Основанный при патриархе Московском Филарете Никитиче и митрополите Киевском Иове Борецком в 1624 году, хотя бы и на испокон веков намоленном участке, он не мог быть отнесен к обителям очень древним. А расположенный в тридцати верстах от него уездный городок Изюм устроился полковником Григорием Ерофеевичем Донец-Захаржевским не менее чем шестьюдесятью годами позже; изюмский же городской герб был Высочайше конфирмован только 21 сентября 1781 года: на золотом его поле три виноградные лозы показуют именование города, а также, что плод сей в окрестностях его родится, как утверждалось в бумагах по екатерининской склонности к преувеличениям.
Вообще, Область Расселения Слободских Полков у властей числилась молодою; но при этом в служебной переписке настойчиво повторялся вопрос: не имеют ли местные жители странных каких обычаев? Нет ли чего особенного в их нравах, поверьях, обрядах, образе жития и обхождения? Не относятся ли между ними какие предания?

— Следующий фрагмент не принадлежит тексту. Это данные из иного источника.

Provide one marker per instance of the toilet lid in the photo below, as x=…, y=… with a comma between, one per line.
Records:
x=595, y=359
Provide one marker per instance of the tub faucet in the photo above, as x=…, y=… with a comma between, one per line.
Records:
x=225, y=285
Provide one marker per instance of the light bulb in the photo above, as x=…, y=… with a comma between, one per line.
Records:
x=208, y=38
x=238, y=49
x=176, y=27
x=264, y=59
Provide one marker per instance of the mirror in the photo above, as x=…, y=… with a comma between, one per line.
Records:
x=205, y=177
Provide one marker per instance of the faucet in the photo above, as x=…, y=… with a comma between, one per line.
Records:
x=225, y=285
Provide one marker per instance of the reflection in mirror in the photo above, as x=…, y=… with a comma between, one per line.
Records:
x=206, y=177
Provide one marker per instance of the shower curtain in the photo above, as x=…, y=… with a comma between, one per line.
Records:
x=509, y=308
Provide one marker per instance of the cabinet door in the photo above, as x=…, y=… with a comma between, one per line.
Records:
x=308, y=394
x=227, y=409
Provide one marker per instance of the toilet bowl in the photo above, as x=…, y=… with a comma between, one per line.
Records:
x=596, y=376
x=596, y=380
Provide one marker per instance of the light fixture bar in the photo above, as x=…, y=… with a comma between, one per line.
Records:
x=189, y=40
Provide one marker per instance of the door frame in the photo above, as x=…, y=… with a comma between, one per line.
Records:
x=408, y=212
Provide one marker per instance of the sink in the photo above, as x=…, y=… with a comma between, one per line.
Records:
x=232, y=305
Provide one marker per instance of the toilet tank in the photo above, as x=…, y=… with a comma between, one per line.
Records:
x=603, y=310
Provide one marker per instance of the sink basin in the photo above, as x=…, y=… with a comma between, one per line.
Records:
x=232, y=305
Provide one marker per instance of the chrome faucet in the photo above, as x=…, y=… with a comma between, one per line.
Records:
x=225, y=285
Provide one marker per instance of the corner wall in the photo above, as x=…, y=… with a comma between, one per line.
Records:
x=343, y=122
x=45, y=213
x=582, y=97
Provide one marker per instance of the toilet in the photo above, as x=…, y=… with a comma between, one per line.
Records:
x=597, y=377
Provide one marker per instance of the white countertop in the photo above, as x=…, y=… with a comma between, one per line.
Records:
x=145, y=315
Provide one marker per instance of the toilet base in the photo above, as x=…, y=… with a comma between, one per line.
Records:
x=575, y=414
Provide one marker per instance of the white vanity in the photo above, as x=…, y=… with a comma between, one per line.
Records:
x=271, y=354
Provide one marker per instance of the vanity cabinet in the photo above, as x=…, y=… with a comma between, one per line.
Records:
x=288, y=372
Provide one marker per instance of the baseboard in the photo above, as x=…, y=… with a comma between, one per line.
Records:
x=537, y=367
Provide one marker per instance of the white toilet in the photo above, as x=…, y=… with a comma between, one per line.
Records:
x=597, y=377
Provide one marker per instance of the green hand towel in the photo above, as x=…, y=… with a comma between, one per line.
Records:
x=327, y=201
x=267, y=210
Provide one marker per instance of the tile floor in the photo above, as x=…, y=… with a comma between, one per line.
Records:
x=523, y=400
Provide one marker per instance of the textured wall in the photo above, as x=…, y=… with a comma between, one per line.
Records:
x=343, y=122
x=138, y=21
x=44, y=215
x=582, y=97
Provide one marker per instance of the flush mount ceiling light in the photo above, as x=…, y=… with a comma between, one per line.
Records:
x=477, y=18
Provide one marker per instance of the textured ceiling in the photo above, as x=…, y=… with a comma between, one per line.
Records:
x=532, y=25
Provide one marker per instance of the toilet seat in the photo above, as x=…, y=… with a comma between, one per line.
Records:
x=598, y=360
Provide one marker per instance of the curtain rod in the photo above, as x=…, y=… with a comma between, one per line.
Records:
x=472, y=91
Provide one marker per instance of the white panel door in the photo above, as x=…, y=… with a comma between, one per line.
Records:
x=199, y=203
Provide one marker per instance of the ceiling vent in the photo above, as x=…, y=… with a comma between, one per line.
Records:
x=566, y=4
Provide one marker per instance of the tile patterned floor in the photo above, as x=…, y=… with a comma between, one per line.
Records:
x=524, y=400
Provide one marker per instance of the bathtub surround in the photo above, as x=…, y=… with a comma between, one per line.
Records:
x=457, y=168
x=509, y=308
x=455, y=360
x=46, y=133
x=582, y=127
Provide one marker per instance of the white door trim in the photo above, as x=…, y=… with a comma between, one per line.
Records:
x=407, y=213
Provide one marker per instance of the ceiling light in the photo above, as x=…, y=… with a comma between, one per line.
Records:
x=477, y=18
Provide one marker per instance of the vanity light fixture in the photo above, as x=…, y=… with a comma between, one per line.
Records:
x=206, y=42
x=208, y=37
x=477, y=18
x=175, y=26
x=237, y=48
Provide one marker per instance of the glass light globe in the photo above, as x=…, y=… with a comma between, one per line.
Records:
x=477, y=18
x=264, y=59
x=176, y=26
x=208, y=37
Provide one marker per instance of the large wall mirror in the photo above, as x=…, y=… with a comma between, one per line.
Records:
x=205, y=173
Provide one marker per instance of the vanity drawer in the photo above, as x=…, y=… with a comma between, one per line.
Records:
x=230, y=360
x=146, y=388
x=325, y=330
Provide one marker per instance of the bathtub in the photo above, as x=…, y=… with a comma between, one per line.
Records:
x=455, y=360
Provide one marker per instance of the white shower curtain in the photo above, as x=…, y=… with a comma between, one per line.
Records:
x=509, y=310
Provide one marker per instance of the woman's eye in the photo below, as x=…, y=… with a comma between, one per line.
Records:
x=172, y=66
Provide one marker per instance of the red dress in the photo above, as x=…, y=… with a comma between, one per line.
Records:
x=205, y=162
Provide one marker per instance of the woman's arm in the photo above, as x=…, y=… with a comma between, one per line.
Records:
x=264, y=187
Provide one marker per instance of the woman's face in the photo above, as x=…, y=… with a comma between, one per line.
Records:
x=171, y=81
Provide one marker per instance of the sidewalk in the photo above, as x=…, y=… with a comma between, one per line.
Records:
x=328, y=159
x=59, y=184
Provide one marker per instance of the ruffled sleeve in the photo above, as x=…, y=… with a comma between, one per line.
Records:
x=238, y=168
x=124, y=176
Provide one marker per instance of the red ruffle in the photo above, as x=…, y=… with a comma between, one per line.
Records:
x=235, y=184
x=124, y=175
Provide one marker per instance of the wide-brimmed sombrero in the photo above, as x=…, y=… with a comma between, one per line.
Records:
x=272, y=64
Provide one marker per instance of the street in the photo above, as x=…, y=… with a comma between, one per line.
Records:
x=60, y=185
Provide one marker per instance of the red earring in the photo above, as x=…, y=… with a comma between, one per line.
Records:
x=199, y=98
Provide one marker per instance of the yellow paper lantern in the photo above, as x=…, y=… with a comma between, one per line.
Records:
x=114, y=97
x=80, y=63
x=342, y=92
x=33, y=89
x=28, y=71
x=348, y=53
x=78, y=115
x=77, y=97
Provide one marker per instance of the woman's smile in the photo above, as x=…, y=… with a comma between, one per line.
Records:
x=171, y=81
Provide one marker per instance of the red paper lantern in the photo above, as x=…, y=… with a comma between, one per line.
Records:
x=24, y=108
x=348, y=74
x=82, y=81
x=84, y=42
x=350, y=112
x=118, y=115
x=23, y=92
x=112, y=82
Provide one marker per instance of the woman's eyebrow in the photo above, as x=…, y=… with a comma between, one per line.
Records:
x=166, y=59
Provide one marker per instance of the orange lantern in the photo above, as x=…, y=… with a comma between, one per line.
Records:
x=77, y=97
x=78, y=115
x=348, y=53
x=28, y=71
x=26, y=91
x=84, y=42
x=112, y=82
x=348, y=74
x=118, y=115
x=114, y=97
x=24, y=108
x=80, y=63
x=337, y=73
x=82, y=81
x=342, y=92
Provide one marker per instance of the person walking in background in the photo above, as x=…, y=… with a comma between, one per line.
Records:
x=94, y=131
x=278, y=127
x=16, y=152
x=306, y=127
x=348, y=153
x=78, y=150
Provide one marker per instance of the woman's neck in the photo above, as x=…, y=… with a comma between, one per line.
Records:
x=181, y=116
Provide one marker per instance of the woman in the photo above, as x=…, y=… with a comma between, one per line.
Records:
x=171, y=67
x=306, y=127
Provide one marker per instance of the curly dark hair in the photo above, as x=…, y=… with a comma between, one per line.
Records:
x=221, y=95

– Нет, – доносили с мест. – Жизнь свою препровождают они приличную поселянину; чтобы имели странные обычаи, особливое что в нравах, не видно; развалин старых городов по здешним местам довольно, но о таковых древностях по преданиям никаких обстоятельных известий не дошло; при реке Удах есть городище, называемое Каганово, и о нем также ничего, кроме несбыточных басней, обстоятельно не слышно.
Но следователь Александр Иванович не доверял ни скрытным и двуличным соотичам-слобожанам, ни показанным в описях и реестрах датам. Его убеждали только факты, а именно клекот в названиях рек – и ответный взгляд степного идола, иссеченного из самородного камня: вот, ты проехал и пристально посмотрел, душевно вооружась против объемлющего тебя мечтательного страха; но в жалкую твою, покрытую веснушками и чуткими язвочками, зудящую спину уже соблаговолили уставиться – так, что волосы у тебя на шкуре подлетывают торчмя: кто ты есть? – а ты? – да неужели не знаешь?